Boudreau, also minister of Business New Brunswick, has said he is working on an agreement with the federal government that would give the province greater control over francophone immigration.
Boudreau said the goal of the agreement is to ensure the province's traditional linguistic make-up (roughly one-third French, two-thirds English) is maintained.
Madhu Verma, chair of the Asian Heritage Society of New Brunswick, said more needs to be done to support newcomers once they arrive in the province.
“The government can't wash their hands of immigrants as soon as they get a job here,” she said. “There needs to be support like language training and business and social networks.”
Verma, who works with immigrants from Asia, said many newcomers arrive in the province without any family or friends.
“If the government wants to improve retention they should facilitate visitors' visas for the families and friends of immigrants,” she said.
The Fredericton Chamber of Commerce has developed a pilot project in response to these concerns called the Business Immigrant Mentorship Program, which has received $75,000 in funding from the population growth secretariat.
The mentors, experienced business leaders from across the region, will meet with immigrants interested in learning more about business for about six hours a month for a four month period.
“It's an opportunity to share business experience, develop business networks and address how immigrant investors can better identify business opportunities,” said Anthony Knight, chief executive of the chamber. “The program will help integrate newcomers into the community here by linking them with business savvy New Brunswickers.”
More than 20 Canadian business people and 15 immigrants have volunteered to participate in the program so far.
A second cohort is planned for January and will target entrepreneurs with a genuine interest in establishing business in the Fredericton area.
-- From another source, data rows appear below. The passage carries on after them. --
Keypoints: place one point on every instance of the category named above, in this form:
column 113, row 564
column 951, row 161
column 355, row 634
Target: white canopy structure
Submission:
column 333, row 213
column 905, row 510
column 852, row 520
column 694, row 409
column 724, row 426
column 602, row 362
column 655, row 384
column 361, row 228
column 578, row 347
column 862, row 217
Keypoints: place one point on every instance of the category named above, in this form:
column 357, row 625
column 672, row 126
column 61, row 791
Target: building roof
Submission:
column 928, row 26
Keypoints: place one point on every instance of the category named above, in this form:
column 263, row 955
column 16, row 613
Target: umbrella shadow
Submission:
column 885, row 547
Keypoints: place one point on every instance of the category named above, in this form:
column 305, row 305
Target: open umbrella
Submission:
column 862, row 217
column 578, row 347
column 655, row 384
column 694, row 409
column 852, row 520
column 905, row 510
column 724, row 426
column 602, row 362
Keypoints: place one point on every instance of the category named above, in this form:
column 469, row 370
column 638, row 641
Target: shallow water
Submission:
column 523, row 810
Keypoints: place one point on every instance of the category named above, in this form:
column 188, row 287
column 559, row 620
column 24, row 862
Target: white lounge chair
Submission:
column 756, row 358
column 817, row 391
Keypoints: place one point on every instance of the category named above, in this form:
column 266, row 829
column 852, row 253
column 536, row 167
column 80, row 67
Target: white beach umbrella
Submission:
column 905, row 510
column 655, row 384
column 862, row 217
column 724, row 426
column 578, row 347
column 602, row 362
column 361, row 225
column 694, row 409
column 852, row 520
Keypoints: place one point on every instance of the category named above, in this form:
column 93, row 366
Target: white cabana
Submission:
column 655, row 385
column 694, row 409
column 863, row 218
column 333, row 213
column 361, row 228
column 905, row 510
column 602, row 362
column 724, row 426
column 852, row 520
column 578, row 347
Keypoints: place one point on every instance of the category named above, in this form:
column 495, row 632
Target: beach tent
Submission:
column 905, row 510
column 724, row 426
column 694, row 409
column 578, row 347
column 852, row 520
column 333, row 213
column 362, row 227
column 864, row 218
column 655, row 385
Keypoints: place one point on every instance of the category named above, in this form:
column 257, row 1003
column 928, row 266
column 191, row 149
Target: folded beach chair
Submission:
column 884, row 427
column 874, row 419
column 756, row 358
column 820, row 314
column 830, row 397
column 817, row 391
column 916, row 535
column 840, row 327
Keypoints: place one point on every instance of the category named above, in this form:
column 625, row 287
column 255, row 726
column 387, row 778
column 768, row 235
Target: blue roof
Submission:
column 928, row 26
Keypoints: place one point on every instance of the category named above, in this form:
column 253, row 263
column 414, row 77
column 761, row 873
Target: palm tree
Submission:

Doug Motty, the chief executive of Enterprise Fredericton, said newcomers from different cultural backgrounds need more resources to help them integrate and overcome challenges.
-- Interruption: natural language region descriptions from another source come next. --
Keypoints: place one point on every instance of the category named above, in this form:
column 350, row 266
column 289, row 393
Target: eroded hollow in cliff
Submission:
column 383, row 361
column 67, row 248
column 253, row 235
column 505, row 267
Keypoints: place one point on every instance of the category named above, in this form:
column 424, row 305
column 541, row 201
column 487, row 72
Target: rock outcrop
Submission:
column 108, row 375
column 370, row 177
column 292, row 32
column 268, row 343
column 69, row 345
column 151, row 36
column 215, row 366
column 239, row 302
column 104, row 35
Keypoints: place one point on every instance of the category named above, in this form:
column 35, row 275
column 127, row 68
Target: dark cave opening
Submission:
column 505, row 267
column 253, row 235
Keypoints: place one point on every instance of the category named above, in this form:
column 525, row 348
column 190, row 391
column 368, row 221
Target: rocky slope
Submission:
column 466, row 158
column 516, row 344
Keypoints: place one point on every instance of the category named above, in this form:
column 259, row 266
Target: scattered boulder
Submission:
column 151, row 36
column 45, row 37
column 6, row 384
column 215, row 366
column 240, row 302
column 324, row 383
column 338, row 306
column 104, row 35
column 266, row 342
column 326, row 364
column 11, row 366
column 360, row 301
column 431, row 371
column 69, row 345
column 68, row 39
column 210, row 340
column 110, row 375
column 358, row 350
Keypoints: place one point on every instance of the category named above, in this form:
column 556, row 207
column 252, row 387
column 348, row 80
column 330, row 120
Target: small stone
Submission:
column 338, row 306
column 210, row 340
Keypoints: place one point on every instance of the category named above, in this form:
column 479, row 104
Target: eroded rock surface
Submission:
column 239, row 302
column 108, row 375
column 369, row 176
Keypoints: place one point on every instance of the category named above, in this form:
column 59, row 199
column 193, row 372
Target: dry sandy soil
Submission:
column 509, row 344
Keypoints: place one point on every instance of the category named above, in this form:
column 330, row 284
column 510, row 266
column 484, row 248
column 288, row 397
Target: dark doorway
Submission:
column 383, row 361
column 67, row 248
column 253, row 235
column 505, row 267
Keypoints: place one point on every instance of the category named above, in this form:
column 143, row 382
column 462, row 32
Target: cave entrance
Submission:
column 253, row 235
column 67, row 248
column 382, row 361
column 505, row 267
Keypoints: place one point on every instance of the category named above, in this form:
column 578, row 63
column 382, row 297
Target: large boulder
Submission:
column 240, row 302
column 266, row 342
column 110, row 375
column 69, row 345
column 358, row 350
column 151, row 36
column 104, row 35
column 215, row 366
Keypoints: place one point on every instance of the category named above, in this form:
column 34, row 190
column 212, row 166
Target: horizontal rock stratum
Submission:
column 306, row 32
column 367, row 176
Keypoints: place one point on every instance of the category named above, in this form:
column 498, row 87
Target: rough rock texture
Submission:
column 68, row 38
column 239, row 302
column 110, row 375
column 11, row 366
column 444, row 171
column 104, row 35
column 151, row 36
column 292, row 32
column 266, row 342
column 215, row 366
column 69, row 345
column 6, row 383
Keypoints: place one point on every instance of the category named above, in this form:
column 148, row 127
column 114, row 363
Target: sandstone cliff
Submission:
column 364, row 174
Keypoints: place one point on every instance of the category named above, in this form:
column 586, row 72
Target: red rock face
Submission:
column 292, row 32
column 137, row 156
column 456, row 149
“If we really want to boost New Brunswick's population and remove the barriers to business for newcomers we need to ensure the proper support is in place,” he said.
We should also concentrate on training our own and keeping them here!
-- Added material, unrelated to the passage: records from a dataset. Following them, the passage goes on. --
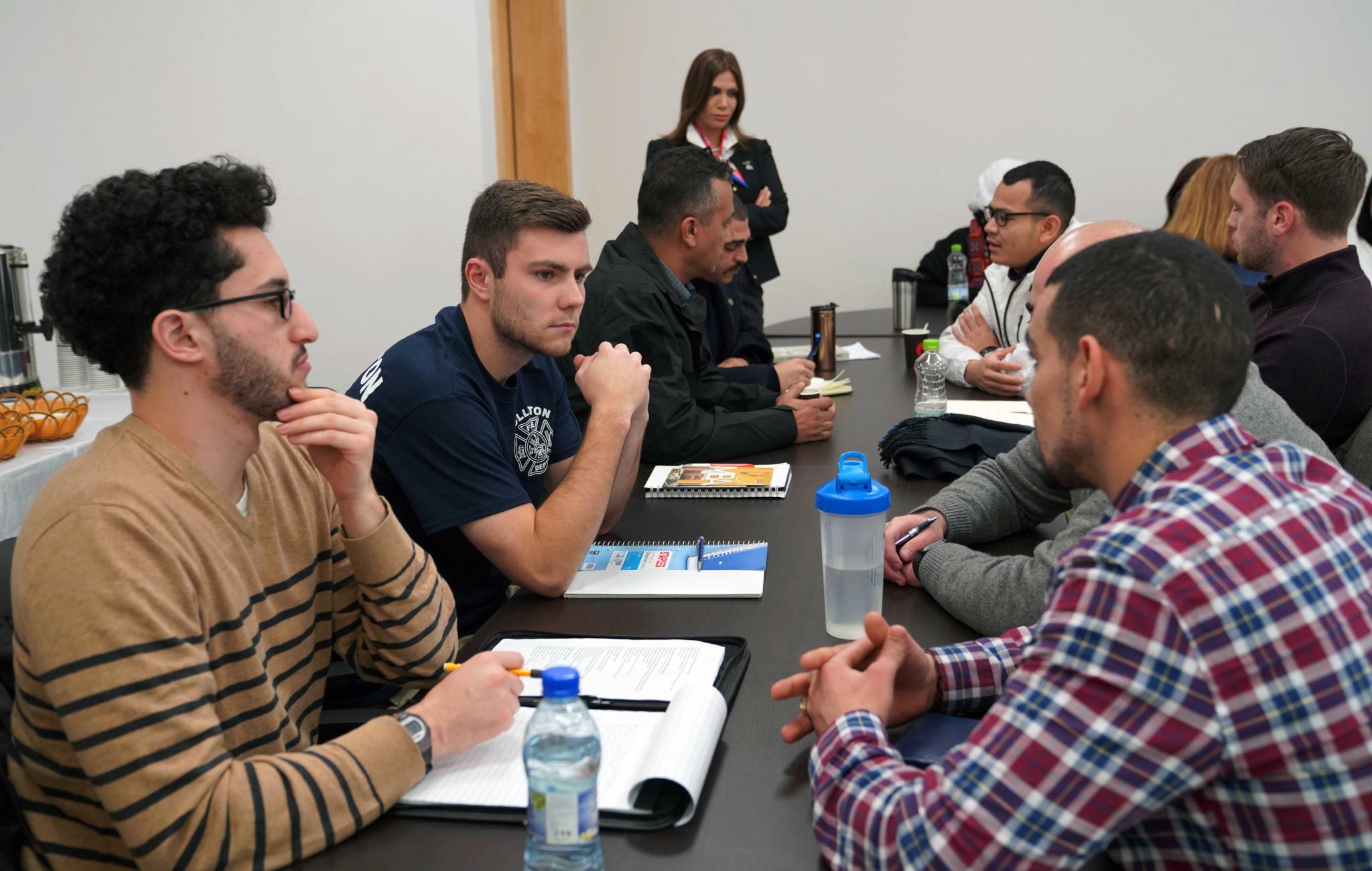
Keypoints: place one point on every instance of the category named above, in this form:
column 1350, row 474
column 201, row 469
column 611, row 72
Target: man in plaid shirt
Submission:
column 1198, row 690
len levesque, sj on 10/09/09 10:22:31 AM ADT
It amazes me how we fair minded Canadians can plan to rob poorer countries of their trained people..
Len levesque is absolutely right in that it's immoral that one of the wealthiest countries in the world will not (not cannot) train their own people.
With double digit unemployment it's not strictly a matter of bodies but a matter of productivity and working smarter. When have larger populations ever led to net improvements in the lifestyles of ordinary people? Oh, it may create a few more wealthy companies and owners or a few more votes for a particular party but do we really want the congestion, the crime, the pollution, the carbon footprint, the real clash of cultures, etc of the larger centers?
MCLAUGHLIN, Quispamsis on 10/09/09 11:46:47 AM ADT
If anyone should think all cultures are compatible, I suggest the recent Robert Fowler incident is worth noting, in this regard. (re-CBC). The French Canadian should realize that his culture has more in common with the English Canadian's (and visa versa) than any other culture on this planet and that, in reality, the English Canadian is his best friend, to this point. The English majority have freely elected French politicians to all levels of government incl the top job as PM. Why put all of this in jeopardy? Our common history has brought us both to this place in time and we've both doing quite well. Comparing our past to that of other countries or even out First nations and it is one of the better histories. If we chose to stay divided (segregated) solely and permanently on the language issue, then we are foolish. Theres more to being Canadian than a piece of paper or a particular language. We cannot undo history or change the world, so lets stay realistic.